What's carbon pricing? Lamentillo’s research published in LSE's prestigious paper explains


Amid repeated calls for action to address climate change, a research paper of former Department of Information and Communications Technology (DICT) undersecretary Anna Mae Yu Lamentillo on carbon pricing has landed in the prestigious London School of Economics (LSE) International Development Review.

But what exactly is carbon pricing?

According to the United Nations Framework Convention on Climate Change (UNFCCC),  carbon pricing is a form of curbing greenhouse gas emissions (GHG) by placing a fee on emitting and/or offering an incentive for emitting less. 

It works by capturing the external costs of emitting carbon—the public pays, such as loss of property due to rising sea levels, the damage to crops caused by changing rainfall patterns, or the health care costs associated with heat waves and droughts.

Simply put, the World Bank stated that carbon pricing shifts the burden for the damage from GHG emissions back to those who are responsible for it and who can avoid it. 

And in her research paper titled "A Price Tag on Pollution: The Case on Carbon Pricing," Lamentillo shed light on the imperative role of carbon pricing in combating climate change and facilitating a sustainable future. 

The paper details various carbon pricing mechanisms, including emissions trading systems (ETS) and carbon taxes, and their successful implementation in regions like the European Union and countries like South Korea and Singapore. 

It also explores the International Monetary Fund's proposal for an International Carbon Price Floor (ICPF), aimed at harmonizing carbon pricing globally and mitigating competitive disadvantages among nations.

Lamentillo's findings indicate that carbon pricing not only serves as an effective tool for reducing emissions but also generates significant revenues that can be reinvested in climate adaptation and mitigation efforts. 

The research provides a call to action for policymakers worldwide to adopt and enhance carbon pricing strategies to meet their Nationally Determined Contributions (NDCs) under the Paris Agreement. 

Timely
Lamentillo’s paper was published in the wake of the United Nations Climate Change Conference (COP 28) in Dubai, UAE, where the "UAE Consensus" was adopted and signaled the start of the end for the fossil fuel era.

The research provides a call to action for policymakers worldwide to adopt and enhance carbon pricing strategies to meet their Nationally Determined Contributions (NDCs) under the Paris Agreement

Why is it important?

The LSE International Development Review is an academic journal based at the London School of Economics and Political Science, dedicated to publishing cutting-edge research that contributes to understanding and solving global development challenges.

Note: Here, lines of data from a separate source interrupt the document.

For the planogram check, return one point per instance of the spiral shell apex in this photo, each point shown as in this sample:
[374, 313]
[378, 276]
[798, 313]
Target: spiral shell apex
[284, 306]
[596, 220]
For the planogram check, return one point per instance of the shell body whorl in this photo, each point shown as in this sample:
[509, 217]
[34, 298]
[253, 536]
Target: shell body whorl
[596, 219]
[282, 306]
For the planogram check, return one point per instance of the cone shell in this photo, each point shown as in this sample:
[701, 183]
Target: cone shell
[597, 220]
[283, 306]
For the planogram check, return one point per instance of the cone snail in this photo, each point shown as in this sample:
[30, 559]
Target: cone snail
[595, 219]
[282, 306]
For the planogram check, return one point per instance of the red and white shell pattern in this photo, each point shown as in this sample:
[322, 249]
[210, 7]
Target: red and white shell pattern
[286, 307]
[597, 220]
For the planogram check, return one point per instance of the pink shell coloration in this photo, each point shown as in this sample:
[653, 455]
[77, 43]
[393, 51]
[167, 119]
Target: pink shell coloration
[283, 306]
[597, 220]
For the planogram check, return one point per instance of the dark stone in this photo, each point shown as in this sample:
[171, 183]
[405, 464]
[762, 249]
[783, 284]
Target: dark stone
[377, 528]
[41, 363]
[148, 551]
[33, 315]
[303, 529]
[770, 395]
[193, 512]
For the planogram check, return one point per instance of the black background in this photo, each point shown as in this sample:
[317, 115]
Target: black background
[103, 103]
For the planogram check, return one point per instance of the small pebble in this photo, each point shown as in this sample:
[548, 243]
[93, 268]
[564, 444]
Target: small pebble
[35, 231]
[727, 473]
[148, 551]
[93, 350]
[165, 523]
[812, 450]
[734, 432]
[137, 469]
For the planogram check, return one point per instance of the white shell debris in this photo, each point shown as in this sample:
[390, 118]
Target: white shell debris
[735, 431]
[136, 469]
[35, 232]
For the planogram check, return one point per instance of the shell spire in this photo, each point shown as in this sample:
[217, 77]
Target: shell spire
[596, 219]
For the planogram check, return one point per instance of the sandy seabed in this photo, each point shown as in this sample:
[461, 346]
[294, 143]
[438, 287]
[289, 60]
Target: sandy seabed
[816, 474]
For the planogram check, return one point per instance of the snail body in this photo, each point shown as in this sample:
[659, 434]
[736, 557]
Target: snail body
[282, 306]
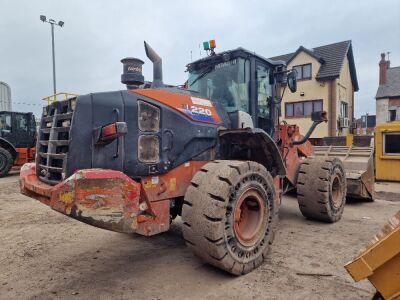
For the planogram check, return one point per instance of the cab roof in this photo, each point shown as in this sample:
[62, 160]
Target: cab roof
[227, 55]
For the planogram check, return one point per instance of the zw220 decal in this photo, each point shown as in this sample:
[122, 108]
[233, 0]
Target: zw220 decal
[198, 113]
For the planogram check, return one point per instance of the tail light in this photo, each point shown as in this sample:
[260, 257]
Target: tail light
[108, 133]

Lamentillo’s study that was published in it underscored the urgent need for global actions as she emphasized that without the implementation of carbon pricing, the goal to limit global warming to 1.5 degrees Celsius above pre-industrial levels remains a distant dream. 

Drawing on the latest IPCC (Intergovernmental Panel on Climate Change) reports and comprehensive data analyses, Lamentillo argued that the current trajectory could lead to a 3.2 degrees Celsius increase by 2100, with catastrophic implications for biodiversity, food security, and human livelihood. 

The research stresses that carbon pricing, by making polluters pay for the greenhouse gases they emit, can significantly deter fossil fuel use and accelerate the transition to clean energy. 

Lamentillo's findings indicate that carbon pricing not only serves as an effective tool for reducing emissions but also generates significant revenues that can be reinvested in climate adaptation and mitigation efforts. 

Her landmark study is also considered as a valuable contribution to the ongoing discourse on climate policy and a testament to the LSE International Development Review's commitment to fostering insightful research that addresses the most pressing global challenges.